Yes, Prime Minister, ‘A Victory for Democracy’, Antony Jay and Jonathan Lynn
In one of the later scenes of Skyfall, James Bond pounds through the Whitehall traffic to reach a committee room in which his boss, M, is being grilled by parliamentarians. Unknown to her and the M
Ps, their lives are in severe danger. Pressed for greater transparency, M tells the committee that, ‘Our enemies are no longer known to us. They do not exist on a map. They’re not nations, they’re individuals … Our world is not more transparent now, it’s more opaque. It’s in the shadows.’
Our enemies no longer identify themselves with a helpful monologue or an underwater hideout. Of course, Bond gets there just in time to save M from the killer, and – indirectly – from the committee’s suggestion that the spies are obsolete Cold War relics, unfit for the modern age. Point made.
Secrecy has always been an essential element of diplomacy. Diplomats have always pretended to be spies and spies pretended to be diplomats. Indeed, as a recently serving diplomat, there are – rightly – very clear limits on what I can discuss in this book. Experts have checked it carefully to ensure that there is no information that breaches the Official Secrets Act, nor that reveals confidential advice to ministers. Ironically, this is a process I used to help carry out.

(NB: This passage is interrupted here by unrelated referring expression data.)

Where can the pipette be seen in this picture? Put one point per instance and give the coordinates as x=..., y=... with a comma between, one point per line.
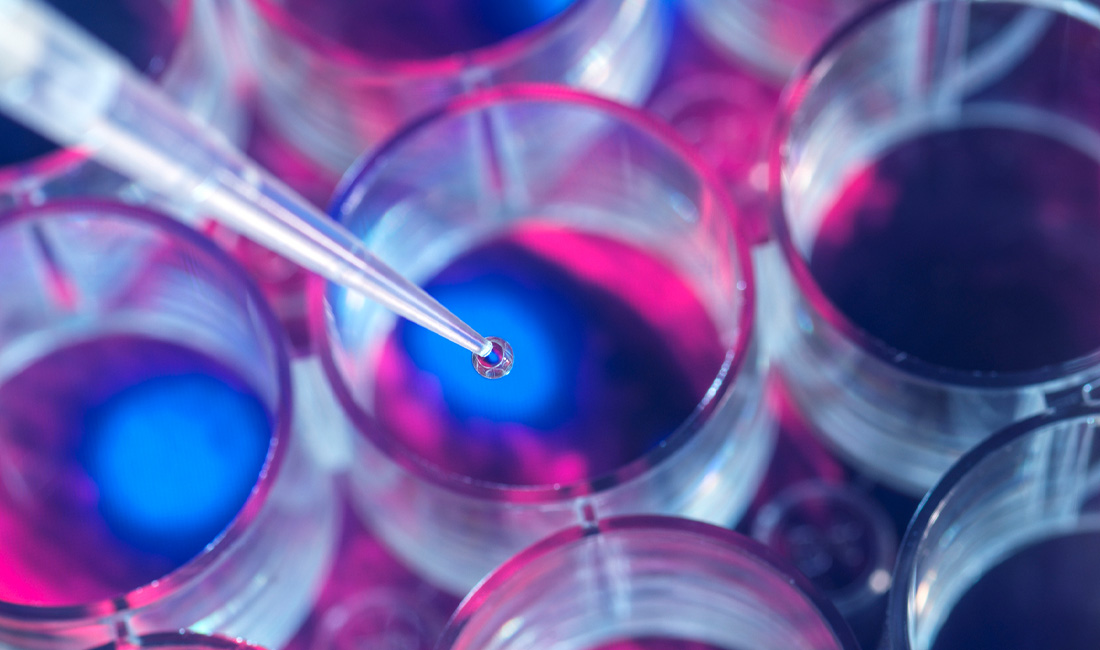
x=61, y=81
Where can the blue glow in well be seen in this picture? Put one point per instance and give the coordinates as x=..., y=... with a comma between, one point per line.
x=174, y=460
x=510, y=17
x=543, y=337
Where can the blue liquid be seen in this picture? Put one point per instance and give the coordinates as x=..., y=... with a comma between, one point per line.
x=393, y=30
x=613, y=352
x=1044, y=597
x=970, y=249
x=140, y=30
x=123, y=458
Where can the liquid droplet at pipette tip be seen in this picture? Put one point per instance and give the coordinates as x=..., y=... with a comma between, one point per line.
x=497, y=362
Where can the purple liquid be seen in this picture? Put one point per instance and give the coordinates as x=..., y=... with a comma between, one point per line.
x=970, y=249
x=613, y=351
x=120, y=459
x=658, y=643
x=142, y=31
x=394, y=30
x=1046, y=596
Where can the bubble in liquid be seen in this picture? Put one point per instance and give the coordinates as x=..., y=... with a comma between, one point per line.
x=497, y=363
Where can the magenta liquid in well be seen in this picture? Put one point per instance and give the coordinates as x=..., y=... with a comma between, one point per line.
x=972, y=249
x=613, y=352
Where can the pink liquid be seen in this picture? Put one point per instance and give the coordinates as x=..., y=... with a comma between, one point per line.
x=613, y=351
x=658, y=643
x=120, y=460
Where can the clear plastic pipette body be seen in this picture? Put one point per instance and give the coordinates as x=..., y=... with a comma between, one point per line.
x=64, y=84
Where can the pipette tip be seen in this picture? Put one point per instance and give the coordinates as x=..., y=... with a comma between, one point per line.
x=496, y=362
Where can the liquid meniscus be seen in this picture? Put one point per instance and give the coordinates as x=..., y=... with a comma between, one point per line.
x=970, y=249
x=121, y=458
x=1046, y=595
x=395, y=30
x=616, y=352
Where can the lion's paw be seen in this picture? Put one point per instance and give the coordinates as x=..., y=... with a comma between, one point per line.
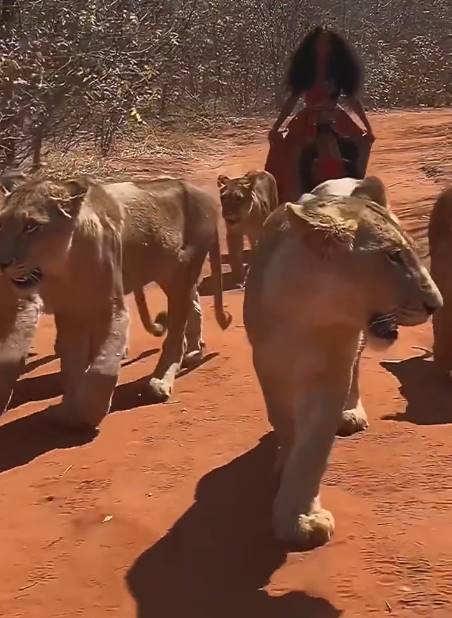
x=306, y=530
x=315, y=529
x=160, y=390
x=353, y=421
x=193, y=358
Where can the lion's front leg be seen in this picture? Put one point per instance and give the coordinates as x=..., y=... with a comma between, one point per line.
x=173, y=349
x=18, y=321
x=91, y=353
x=354, y=416
x=107, y=352
x=318, y=398
x=234, y=239
x=193, y=333
x=73, y=347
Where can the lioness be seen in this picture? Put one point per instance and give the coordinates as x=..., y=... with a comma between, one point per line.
x=56, y=240
x=440, y=243
x=246, y=202
x=322, y=270
x=52, y=240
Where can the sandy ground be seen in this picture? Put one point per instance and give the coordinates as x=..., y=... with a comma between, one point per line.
x=167, y=512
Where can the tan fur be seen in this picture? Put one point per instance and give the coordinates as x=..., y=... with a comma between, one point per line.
x=246, y=203
x=321, y=270
x=440, y=241
x=73, y=236
x=165, y=228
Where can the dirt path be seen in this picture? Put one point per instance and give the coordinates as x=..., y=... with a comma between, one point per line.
x=166, y=513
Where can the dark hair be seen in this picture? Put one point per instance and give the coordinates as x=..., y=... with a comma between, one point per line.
x=344, y=67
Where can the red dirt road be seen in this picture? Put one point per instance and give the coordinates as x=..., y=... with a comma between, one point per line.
x=166, y=513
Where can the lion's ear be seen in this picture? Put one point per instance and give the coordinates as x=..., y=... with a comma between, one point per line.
x=319, y=229
x=222, y=181
x=9, y=181
x=77, y=189
x=372, y=188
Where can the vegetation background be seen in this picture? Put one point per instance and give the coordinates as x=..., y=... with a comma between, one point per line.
x=92, y=76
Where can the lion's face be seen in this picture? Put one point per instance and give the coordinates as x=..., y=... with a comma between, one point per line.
x=236, y=199
x=372, y=258
x=36, y=225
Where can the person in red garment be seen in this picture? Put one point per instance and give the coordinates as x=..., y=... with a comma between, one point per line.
x=324, y=140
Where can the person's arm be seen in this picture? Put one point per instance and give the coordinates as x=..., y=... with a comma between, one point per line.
x=356, y=106
x=285, y=112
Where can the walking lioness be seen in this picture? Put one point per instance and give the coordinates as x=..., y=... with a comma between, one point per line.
x=81, y=246
x=322, y=270
x=245, y=204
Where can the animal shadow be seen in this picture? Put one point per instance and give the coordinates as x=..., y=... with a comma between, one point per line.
x=24, y=439
x=216, y=559
x=427, y=393
x=38, y=362
x=48, y=386
x=205, y=288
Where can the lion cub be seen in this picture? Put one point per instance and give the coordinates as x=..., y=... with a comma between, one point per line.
x=245, y=202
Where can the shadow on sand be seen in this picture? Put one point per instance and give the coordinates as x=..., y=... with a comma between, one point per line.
x=428, y=394
x=220, y=554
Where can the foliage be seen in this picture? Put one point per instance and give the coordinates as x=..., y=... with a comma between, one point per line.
x=73, y=70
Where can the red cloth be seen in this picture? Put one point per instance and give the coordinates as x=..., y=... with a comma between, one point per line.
x=283, y=160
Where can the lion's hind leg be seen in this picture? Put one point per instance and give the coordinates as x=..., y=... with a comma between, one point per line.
x=174, y=346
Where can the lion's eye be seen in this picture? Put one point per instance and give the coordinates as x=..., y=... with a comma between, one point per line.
x=395, y=257
x=31, y=226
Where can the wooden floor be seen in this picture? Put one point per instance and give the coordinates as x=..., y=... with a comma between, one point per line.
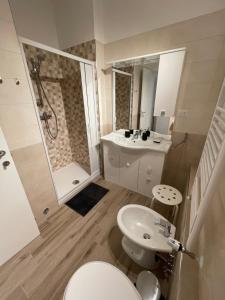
x=42, y=270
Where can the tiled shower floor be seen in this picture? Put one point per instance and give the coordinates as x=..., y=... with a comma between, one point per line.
x=64, y=177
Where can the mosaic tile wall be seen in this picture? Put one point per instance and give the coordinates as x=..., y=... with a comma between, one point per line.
x=85, y=50
x=123, y=95
x=62, y=83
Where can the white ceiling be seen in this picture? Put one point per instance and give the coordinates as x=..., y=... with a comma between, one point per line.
x=124, y=18
x=62, y=24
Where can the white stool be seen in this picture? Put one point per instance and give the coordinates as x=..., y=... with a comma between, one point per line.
x=168, y=195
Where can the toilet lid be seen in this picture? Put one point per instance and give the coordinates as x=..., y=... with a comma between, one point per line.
x=100, y=281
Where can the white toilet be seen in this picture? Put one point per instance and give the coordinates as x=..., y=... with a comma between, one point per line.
x=99, y=280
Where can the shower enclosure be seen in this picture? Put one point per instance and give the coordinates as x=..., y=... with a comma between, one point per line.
x=64, y=95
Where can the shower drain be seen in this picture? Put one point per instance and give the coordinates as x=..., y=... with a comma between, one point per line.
x=75, y=181
x=146, y=236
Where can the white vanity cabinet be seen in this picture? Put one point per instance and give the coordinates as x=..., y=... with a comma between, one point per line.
x=138, y=170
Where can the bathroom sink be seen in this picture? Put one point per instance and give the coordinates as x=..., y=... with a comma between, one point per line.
x=119, y=139
x=139, y=224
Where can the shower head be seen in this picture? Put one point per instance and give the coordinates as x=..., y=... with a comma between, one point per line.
x=36, y=63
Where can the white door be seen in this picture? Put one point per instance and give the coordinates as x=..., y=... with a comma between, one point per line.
x=169, y=75
x=147, y=98
x=17, y=224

Diplomats have also always spied on each other. Envoys like ploys and toys. They have throughout history sought to gain competitive advantage, to understand what their opponents are thinking, and to spot emerging threats. Many of the original embassies were often just buildings in which spies could base themselves undetected.
Innovation in espionage has often been driven by military necessity. Greek historian Herodotus thought the Greek victory at Thermopylae was because the Greeks had developed a form of ‘secret writing’: a Greek in Persia, Demaratus, had discovered that Xerxes was preparing a surprise attack and had warned Sparta. Ancient Egypt also had a sophisticated spying system. Espionage features in the Iliad – Odysseus somehow fooling the Trojans with his horse, condemning them to be remembered for immense naivety. In the Old Testament, King Joshua sends spies to case Jericho before he attacks it. The prophet Moses could even claim that God had instructed him to spy on his opponents in Canaan (some serious political cover). The Chinese diplomat sliced up in my preface would have read Sun Tzu’s treatise on deception and intelligence.